La proposta trentina e stata costruita per offrire un’immagine ampia del territorio. Alle degustazioni dei vini piu rappresentativi, dal Teroldego Rotaliano al Marzemino, dal Muller Thurgau alla Nosiola fino al Trentodoc, si sono affiancati formaggi di malga, salumi alpini, prodotti ittici, pane, grissini artigianali, olio extravergine del Garda Trentino, mieli e mele. Il risultato e stato un racconto che ha legato il vino alla gastronomia e alla possibilita di tradurre l’assaggio in un itinerario concreto tra valli, aziende e produzioni locali. Nello stesso spazio, l’Istituto Tutela Grappa del Trentino ha proposto sia la degustazione tradizionale sia una lettura piu contemporanea del distillato attraverso cocktail e miscelati.
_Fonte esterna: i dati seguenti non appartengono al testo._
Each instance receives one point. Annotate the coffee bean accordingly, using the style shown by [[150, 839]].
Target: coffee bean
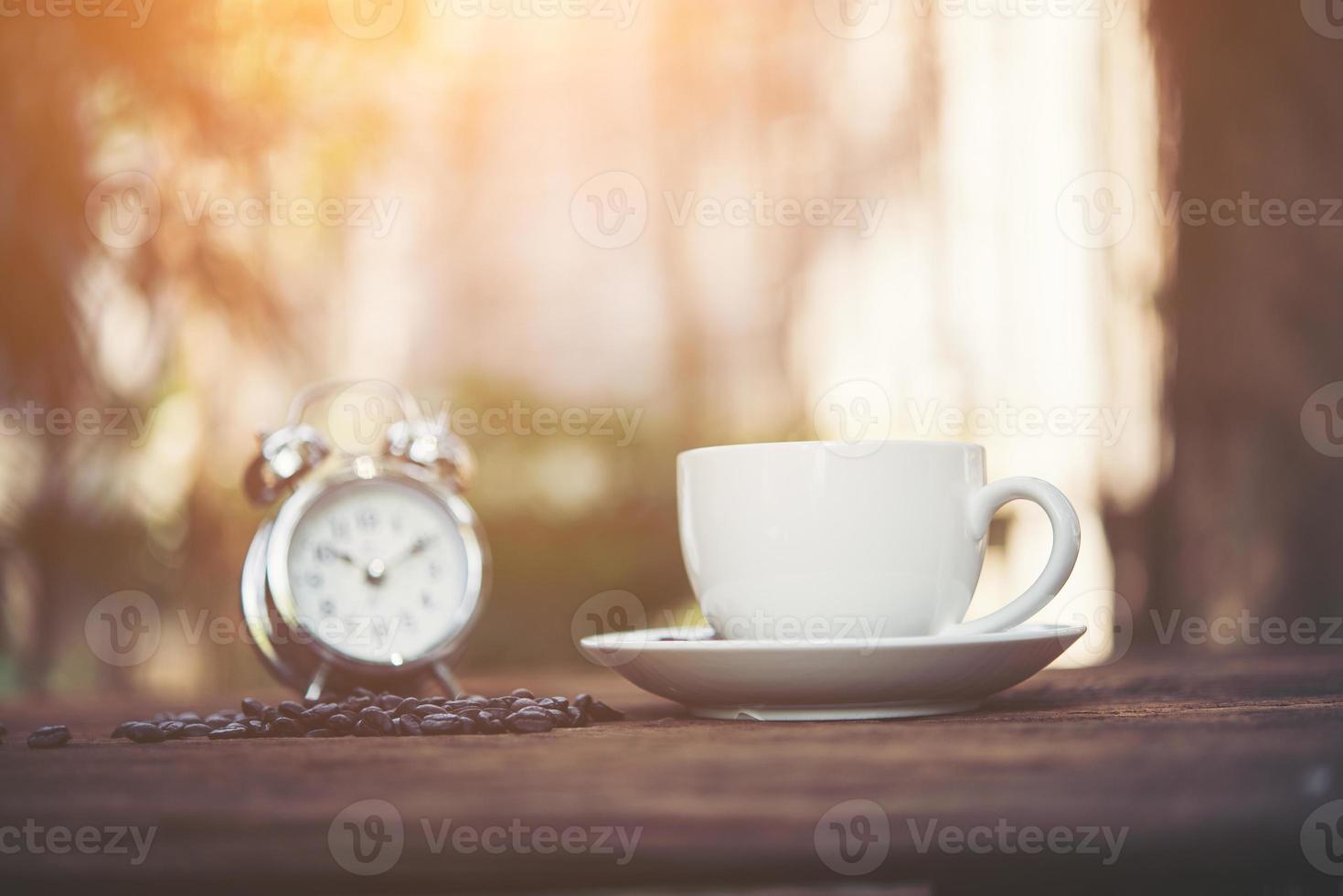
[[340, 721], [48, 736], [120, 731], [375, 719], [368, 715], [524, 723], [285, 727], [229, 732], [443, 724], [291, 709], [144, 732]]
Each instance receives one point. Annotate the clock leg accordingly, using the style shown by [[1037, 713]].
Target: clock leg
[[447, 678], [317, 684]]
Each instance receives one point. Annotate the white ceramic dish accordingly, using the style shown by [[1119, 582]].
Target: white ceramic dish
[[859, 678]]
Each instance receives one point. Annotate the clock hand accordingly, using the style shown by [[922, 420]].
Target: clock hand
[[377, 570], [417, 547], [337, 554]]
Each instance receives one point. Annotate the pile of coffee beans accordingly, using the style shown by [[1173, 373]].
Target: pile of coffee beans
[[364, 713], [48, 736]]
La Fondazione Edmund Mach ha invece rappresentato il versante scientifico del sistema, portando in fiera il lavoro su ricerca, innovazione agronomica ed enologica e rafforzando cosi il profilo tecnico della presenza trentina.
Il Trentino interessa per la sua identita precisa e per la possibilita di costruire esperienze fuori dai circuiti piu battuti. Natasha Phillips, sommelier Wset di terzo livello e titolare dell’agenzia Cbt Luxury Edition di Vancouver, ha definito l’organizzazione B2B “eccellente, senza eguali”, aggiungendo che “il Trentino e una destinazione emergente per i miei clienti, non per chi visita l’Italia per la prima volta, ma per chi ci torna per la seconda, terza, quarta volta e vuole scoprire qualcosa di autentico e straordinario”.
Sulla stessa linea Susanna Ruston di Italian Travel Artisans, specializzata in itinerari su misura per il mercato nordamericano, secondo cui “sempre piu clienti cercano esperienze fuori dai sentieri battuti”. Ruston ha aggiunto che “l’abbinamento dei vini trentini con il pesce di lago e stato per me una scoperta meravigliosa”. Dal Brasile, Christiane, buyer di San Paolo, ha parlato di un interesse crescente verso la regione e verso vini capaci di rifletterne la diversita. Alberto Macaro, operatore turistico olandese di origine italiana, ha spiegato di trovare nel Trentino una base solida per sviluppare nuovi progetti, mentre Giulia Tonti di CuriousItalia Tour Operator ha richiamato l’attenzione sulla domanda nordamericana per prodotti territoriali e vini meno noti.
“Questi quattro giorni a Verona ci hanno restituito qualcosa di prezioso: la conferma che il racconto autentico funziona” ha dichiarato il presidente Albino Zenatti, spiegando che “ogni persona che ha alzato un calice nel nostro spazio ha capito che dietro quel vino c’e una montagna, una famiglia, una scelta di vita. Il mercato globale oggi premia chi ha qualcosa di vero da dire, e noi ce l’abbiamo”. Anche il Dg Graziano Molon ha spostato l’attenzione sulla fase che si apre ora. “Fare sistema non e uno slogan, e un metodo” ha affermato Molon, spiegando che “in questi giorni abbiamo visto soci e produttori presentarsi con una voce unica, affiancati dalla ricerca della Fondazione Edmund Mach, dalla qualita certificata del Trentodoc, dall’energia delle Strade del Vino e dei Sapori. I buyer nazionali e internazionali hanno percepito questa coerenza e hanno risposto con interesse genuino. Ora – ha concluso Molon – il lavoro vero comincia: trasformare questi incontri in relazioni durature e questi assaggi in viaggi verso le nostre valli”.